Your provider may point out a flickering motion within that speck, which is the heartbeat. At this size, the embryo is so small that detailed features aren’t visible on ultrasound. You won’t be able to make out limb buds or facial structures. The main purpose of a 6-week scan is to confirm the pregnancy is in the right location, check for a heartbeat, and verify the number of embryos.
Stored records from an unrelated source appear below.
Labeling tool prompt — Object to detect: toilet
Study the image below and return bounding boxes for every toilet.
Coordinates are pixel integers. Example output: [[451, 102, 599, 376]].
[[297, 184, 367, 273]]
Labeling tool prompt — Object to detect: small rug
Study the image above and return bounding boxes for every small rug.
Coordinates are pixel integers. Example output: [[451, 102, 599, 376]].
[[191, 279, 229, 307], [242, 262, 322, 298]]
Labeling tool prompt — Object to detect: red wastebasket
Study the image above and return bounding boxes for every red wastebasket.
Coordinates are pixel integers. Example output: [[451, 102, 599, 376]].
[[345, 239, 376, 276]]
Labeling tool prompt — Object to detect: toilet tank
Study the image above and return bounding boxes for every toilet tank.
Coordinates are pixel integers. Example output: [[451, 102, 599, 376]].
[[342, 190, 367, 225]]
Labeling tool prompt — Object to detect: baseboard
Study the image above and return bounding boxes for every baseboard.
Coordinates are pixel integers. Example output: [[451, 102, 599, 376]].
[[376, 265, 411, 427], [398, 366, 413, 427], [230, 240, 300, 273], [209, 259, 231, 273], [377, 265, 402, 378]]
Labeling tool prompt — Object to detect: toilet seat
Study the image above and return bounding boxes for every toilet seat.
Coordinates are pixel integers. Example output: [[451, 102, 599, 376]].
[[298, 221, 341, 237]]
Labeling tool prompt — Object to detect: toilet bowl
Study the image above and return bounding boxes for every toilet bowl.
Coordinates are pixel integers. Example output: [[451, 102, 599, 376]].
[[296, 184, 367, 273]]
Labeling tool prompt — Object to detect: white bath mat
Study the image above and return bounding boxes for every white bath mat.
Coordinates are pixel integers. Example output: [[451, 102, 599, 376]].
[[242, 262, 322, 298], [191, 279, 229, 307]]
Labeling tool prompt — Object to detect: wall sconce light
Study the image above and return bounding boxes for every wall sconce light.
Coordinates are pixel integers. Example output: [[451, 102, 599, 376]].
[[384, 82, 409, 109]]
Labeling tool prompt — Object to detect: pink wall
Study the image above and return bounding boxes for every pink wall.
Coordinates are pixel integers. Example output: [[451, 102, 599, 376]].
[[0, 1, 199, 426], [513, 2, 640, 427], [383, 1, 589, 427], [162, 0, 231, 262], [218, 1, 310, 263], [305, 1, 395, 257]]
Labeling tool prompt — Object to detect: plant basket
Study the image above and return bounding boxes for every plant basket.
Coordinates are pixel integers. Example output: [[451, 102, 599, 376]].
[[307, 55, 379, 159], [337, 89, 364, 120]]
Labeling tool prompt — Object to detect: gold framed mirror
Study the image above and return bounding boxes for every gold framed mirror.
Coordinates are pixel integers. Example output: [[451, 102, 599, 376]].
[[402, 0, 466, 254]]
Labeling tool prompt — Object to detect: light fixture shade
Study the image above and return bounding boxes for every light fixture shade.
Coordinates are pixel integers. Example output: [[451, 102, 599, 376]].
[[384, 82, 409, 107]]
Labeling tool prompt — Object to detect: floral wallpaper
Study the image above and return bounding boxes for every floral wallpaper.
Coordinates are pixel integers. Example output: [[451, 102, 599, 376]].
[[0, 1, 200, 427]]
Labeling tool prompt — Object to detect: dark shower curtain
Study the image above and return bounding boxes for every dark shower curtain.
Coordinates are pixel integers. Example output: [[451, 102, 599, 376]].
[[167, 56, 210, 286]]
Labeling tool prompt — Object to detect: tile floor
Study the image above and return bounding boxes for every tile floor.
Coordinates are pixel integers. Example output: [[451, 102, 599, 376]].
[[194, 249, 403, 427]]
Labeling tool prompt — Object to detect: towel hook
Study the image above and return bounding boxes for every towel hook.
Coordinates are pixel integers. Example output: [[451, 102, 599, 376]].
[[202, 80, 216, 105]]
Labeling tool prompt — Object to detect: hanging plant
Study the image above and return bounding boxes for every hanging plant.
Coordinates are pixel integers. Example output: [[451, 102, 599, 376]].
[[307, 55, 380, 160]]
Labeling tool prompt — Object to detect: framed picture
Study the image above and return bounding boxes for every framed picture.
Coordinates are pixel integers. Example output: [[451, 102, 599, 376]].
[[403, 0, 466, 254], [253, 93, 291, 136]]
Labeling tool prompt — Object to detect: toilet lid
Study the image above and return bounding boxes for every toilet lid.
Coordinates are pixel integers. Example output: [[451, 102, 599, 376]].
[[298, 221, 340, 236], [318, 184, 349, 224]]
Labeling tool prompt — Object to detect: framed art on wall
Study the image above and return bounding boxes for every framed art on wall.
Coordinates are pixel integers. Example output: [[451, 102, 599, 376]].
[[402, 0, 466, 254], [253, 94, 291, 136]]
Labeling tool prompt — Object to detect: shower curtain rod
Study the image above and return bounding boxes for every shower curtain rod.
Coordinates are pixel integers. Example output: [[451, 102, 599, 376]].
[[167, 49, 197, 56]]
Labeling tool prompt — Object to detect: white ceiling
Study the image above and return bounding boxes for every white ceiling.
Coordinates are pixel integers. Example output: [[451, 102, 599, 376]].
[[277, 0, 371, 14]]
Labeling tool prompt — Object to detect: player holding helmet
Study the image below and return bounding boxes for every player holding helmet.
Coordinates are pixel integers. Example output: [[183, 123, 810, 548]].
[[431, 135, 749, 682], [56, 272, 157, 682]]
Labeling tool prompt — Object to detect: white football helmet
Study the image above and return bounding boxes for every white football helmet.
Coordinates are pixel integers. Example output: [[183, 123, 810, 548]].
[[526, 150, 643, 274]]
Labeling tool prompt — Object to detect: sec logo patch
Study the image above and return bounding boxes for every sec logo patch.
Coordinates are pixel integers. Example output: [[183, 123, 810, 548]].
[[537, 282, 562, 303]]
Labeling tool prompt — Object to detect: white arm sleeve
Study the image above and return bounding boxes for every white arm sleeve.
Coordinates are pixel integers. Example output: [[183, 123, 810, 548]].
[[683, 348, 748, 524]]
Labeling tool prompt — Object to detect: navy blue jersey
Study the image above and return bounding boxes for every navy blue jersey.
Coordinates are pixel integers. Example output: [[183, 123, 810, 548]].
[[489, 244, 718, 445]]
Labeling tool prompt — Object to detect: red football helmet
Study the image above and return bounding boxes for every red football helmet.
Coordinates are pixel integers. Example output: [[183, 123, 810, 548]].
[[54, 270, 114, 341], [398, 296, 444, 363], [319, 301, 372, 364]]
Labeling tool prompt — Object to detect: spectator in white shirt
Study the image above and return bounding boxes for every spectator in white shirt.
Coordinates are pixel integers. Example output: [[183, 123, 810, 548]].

How 6 Weeks Compares to Later Stages
The difference between 6 weeks and just a few weeks later is dramatic. By 8 weeks, the tail will be gone, the limb buds will have developed into recognizable arms and legs with webbed fingers, and the face will have more distinct features. By 12 weeks, the embryo (now called a fetus) will be about the size of a lime and will look unmistakably human, with formed fingers, toes, and facial features. At 6 weeks, though, you’re still in the very early stages where the basic body plan is being laid down. The embryo is establishing the foundation for every major organ system, even though it still looks like little more than a tiny curved bean with a tail.